One of those areas was about the Celts and the Iron Age. It’s been fabulous to learn about this part of history and understand how this fits into the Romans and the later stages of history.
Over the weekend, one of our friends (who runs our history group) had discovered that, quite literally, ten minutes up the road(!) there is an iron age hill fort site, complete with a replica roundhouse. I couldn’t believe it, and as we had a free morning today I decided we would head there to have a look around.
The Hill Fort
As you’d expect, the hill fort is situated on a hill. Today was a rather windy day and we talked about why this site would have been used as a settlement. We had some fabulous views across to Manchester from up on the hill fort and we talked about how, when this was first established, there wouldn’t have been the buildings that we can see today, but instead they’d have been able to spot any changes in weather patterns, any other settlements and any advancing tribes. There would have been good sight of the cattle and probably a lot more trees and fields than are there now.
When we got out of the car, we talked about how windy it was up there and how that might have felt in the Iron Age. We headed over to the various signs to have a look at what they said and then we headed to the re-created roundhouse.
The roundhouse itself is, obviously, not an original but was recreated in (I think) 2018. The roundhouse is around a third of the size of what it would have been, but it does a fabulous job of giving you a feel for what it would have felt like.
We headed across the small field to the roundhouse and we talked about what we thought it would feel like inside. I must add at this point that we were frozen – it was super windy and bitterly cold with it. The children said they thought it would be cold and that they hoped there was a fire set up for them to get warm!
I think we were all surprised at how calm it felt inside and how soon we started to warm up. They’re incredibly effective buildings and the children were surprised how spacious it felt inside, compared to how small it looked from the outside.
We looked at the construction of the roundhouse and the children could see the wattle and daub construction (and did have a sniff to see if it was authentically made of animals waste!).
We talked about how the space might have been split for cooking and sleeping and how it might have felt living there compared to how we live today.
Finding the Mellor Roundhouse
If you want to take a visit to the Mellor Roundhouse and Hill Fort it’s really easy to find. Wrap up warm and wear boots as the site was muddy when we went, but it’s worth a stop if you’re in the area.
Head to the Parish Church of Mellor – St Thomas’ which is on Church Road, Mellor, Stockport SK6 5LX. The church itself is a English Heritage listed building and, had we not been quite so cold, would have stopped in to have a look inside.
There is a good size car park where you can park and you will see a sign for the Mellor Archaeological Trust. This gives a bit of information about the site and the work that has been undertaken there. There is a large gate a small still here (to the right of the church and the entrance to the vicarage). If you go over this you’ll be in a small field and you’ll spot the roundhouse at the far end.

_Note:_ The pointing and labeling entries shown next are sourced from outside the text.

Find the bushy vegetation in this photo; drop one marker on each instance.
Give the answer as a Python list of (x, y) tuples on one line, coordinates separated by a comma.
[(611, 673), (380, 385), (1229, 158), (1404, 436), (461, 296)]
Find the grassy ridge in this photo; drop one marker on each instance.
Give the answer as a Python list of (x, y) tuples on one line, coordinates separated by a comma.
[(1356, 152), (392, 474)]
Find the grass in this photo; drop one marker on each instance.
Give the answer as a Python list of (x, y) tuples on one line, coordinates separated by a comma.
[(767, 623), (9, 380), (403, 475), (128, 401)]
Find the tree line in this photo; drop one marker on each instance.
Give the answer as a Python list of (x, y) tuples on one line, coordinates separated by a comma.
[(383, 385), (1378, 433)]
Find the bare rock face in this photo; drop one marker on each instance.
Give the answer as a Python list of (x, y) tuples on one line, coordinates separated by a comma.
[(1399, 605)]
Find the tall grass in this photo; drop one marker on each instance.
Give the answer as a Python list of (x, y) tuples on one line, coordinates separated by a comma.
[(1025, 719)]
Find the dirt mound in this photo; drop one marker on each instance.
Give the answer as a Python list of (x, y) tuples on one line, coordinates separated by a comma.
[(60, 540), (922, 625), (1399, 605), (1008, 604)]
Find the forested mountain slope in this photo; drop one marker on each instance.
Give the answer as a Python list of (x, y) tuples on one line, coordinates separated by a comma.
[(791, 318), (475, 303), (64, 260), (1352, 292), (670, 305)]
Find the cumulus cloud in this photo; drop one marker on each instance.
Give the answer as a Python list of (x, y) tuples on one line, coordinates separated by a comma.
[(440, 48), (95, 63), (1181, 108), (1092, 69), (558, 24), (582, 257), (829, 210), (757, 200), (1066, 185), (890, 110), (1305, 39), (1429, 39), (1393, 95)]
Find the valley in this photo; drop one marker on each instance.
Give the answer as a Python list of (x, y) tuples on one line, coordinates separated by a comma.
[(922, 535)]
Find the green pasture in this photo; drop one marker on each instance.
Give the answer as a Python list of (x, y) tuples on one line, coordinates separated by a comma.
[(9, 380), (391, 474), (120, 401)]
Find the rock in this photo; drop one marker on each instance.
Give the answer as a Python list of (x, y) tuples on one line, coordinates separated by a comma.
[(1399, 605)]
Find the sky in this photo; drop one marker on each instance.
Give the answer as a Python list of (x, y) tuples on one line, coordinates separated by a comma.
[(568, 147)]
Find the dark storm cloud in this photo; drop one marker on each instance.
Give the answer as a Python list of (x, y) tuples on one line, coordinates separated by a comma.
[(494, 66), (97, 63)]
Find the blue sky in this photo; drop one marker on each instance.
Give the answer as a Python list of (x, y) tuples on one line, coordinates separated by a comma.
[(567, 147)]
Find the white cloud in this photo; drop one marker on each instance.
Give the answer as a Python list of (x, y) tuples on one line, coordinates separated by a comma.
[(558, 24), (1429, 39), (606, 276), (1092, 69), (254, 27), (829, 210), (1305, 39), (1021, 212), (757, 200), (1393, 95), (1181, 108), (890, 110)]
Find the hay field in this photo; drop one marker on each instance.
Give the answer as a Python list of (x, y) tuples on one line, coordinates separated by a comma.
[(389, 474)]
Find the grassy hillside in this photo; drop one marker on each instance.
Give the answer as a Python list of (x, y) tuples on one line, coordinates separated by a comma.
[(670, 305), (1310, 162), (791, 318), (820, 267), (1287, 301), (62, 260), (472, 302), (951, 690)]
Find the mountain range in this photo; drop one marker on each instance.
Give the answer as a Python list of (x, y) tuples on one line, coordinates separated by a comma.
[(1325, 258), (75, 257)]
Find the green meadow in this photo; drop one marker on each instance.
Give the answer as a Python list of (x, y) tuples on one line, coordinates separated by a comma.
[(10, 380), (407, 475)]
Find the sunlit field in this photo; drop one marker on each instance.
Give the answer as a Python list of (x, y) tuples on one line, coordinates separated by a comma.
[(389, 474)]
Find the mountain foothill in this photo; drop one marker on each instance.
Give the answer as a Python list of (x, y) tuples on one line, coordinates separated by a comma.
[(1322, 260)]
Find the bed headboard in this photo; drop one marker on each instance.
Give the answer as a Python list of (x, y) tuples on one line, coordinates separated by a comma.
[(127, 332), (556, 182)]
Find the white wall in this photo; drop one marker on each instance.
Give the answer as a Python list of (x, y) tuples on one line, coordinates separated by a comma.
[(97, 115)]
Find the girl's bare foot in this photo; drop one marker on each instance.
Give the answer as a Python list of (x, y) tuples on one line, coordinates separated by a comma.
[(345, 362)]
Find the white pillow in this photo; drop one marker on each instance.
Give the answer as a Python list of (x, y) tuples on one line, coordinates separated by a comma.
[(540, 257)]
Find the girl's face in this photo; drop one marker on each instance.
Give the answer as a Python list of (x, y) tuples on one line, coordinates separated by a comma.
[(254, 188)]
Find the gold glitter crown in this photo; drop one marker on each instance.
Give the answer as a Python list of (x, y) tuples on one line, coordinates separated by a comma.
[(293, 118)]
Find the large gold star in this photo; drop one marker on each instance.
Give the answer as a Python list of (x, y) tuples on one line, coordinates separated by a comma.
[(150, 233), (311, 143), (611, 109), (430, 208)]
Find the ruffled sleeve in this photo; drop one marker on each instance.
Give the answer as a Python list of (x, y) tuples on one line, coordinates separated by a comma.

There’s an information sign that provides some information about the site too which is worth a read, and various sign around the site.
In between the entrance to the church and vicarage there is a small bridge that takes you into a small archaeological site which is worth a stop and a look around. I intend to visit again in the summer so we can enjoy it a bit more – today was just a bit too cold and the children just a little too small to fully appreciate the information.